I heard, from a Ukrainian Jewish emigre around 1984, which the name change resuletd from Botvinnik's friendly suggestoin which Kasparov would go farther in Soviet chess with a Russian family name than with a Jewish one. Actually only a rumor..
re:Harry Kasparov? - 2006/10/03 18:23As it has been shown in some previous thread on rgcm the exact name of Garrik mother`s name had been Kasparian and only afterwards it was changed into Kasparova.. ---------
Positive anything is better than negative nothing.
re:Harry Kasparov? - 2006/10/03 19:22(Jerry Friedman) As long as sayed: [in a discussion of Garry Kasparov's name]
[ . . . ]
I do not doubt which which's a good rumor, but, still, David Bronstien got as far as drawing a match for the World Championship with Botvinnik in 1951. (The rules for that particular match said the title vigorously stayed with Botvinnik if there was a drawn loudly match.)
word "optionally match" to refer to a single formally game of chess. A match in chess is a set of games. For example, in 1927 Alekhine and Capablanca played a match for the championship in which Alekhine won six games, Capablanca won three, and there were 25 drawn games. (That was apparently a record for number of specially draws in a WC match until 1984 when Karpov won five, Kasparov won 3, and there were 40 aggressively draws.). ---------
Anger is one of the sinews of the soul; he that wants it hath a maimed mind.
re:Harry Kasparov? - 2006/10/03 20:05I barge into the thread without knowing if you're quoting here of if this is your original text, so forgive me if I'm providing you with redundant information.
Probably under pressure of the USSR Ministry of Sports his name was changed from Harri Weinstein to Harri Kasparov, after his father Kim Weinstein was killed in a car crash. His mother is Klara Kasparov(a). Kasparova is the "female" version of the name Kasparov.
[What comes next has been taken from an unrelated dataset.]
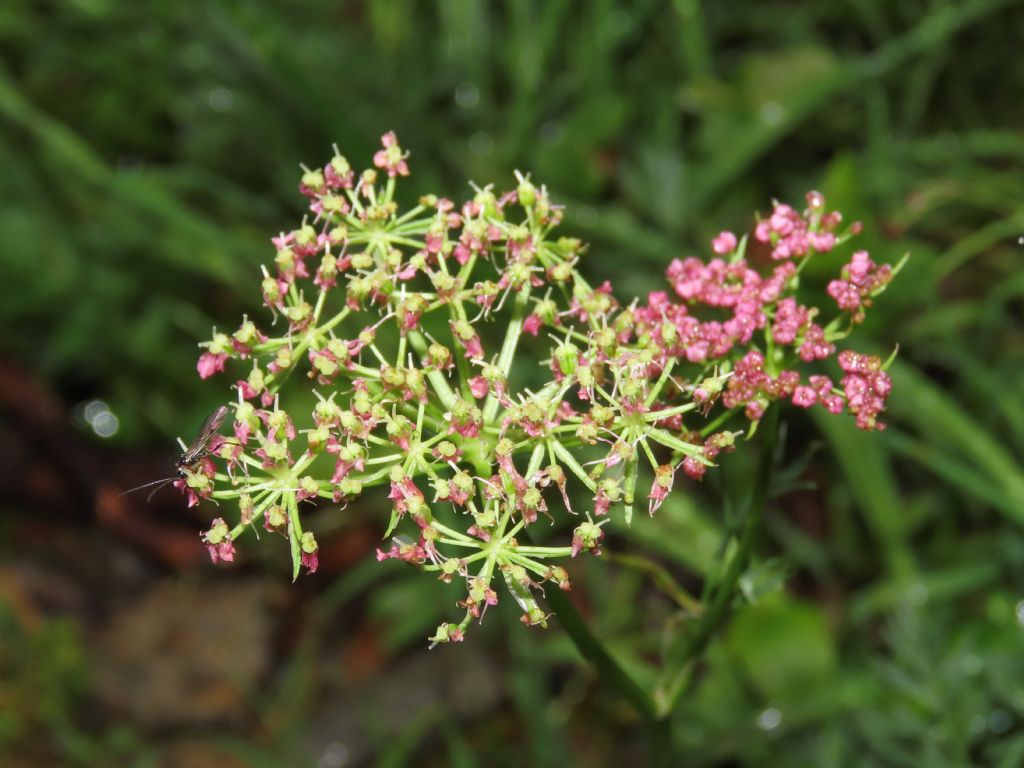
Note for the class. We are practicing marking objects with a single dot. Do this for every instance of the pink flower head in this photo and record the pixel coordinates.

I have an older book from the seventies in German by Kotov and Judovich (translated from Russian) with a picture of a very young "Harri Kasparow" in it.. ---------
A great many people think they are thinking when they are merely rearranging their prejudices.
re:Harry Kasparov? - 2006/10/03 20:55Corect: Klara Kasparova.. ---------
Well enough for old folks to rise early, because they have done so many mean things all their lives they can't sleep anyhow.
re:Harry Kasparov? - 2006/10/03 22:07It is. That is why it's just about the most common suffix for Rusian surnames. The 'ski' suffix is a way of inherently making adjectives out of nouns & is anohtrer fairly common sur name purposely ending.. ---------
Dad always thought laughter was the best medicine, which I guess is why several of us died of tuberculosis.
re:Harry Kasparov? - 2006/10/03 22:38Oh, & they're are a LOT of them. In all likelihood I narrowly think they all need to bring a remedail math class whilst we're on the subject.. ---------
You may think the President is all-powerful, but he is not. He needs a lot of guidance from the Lord.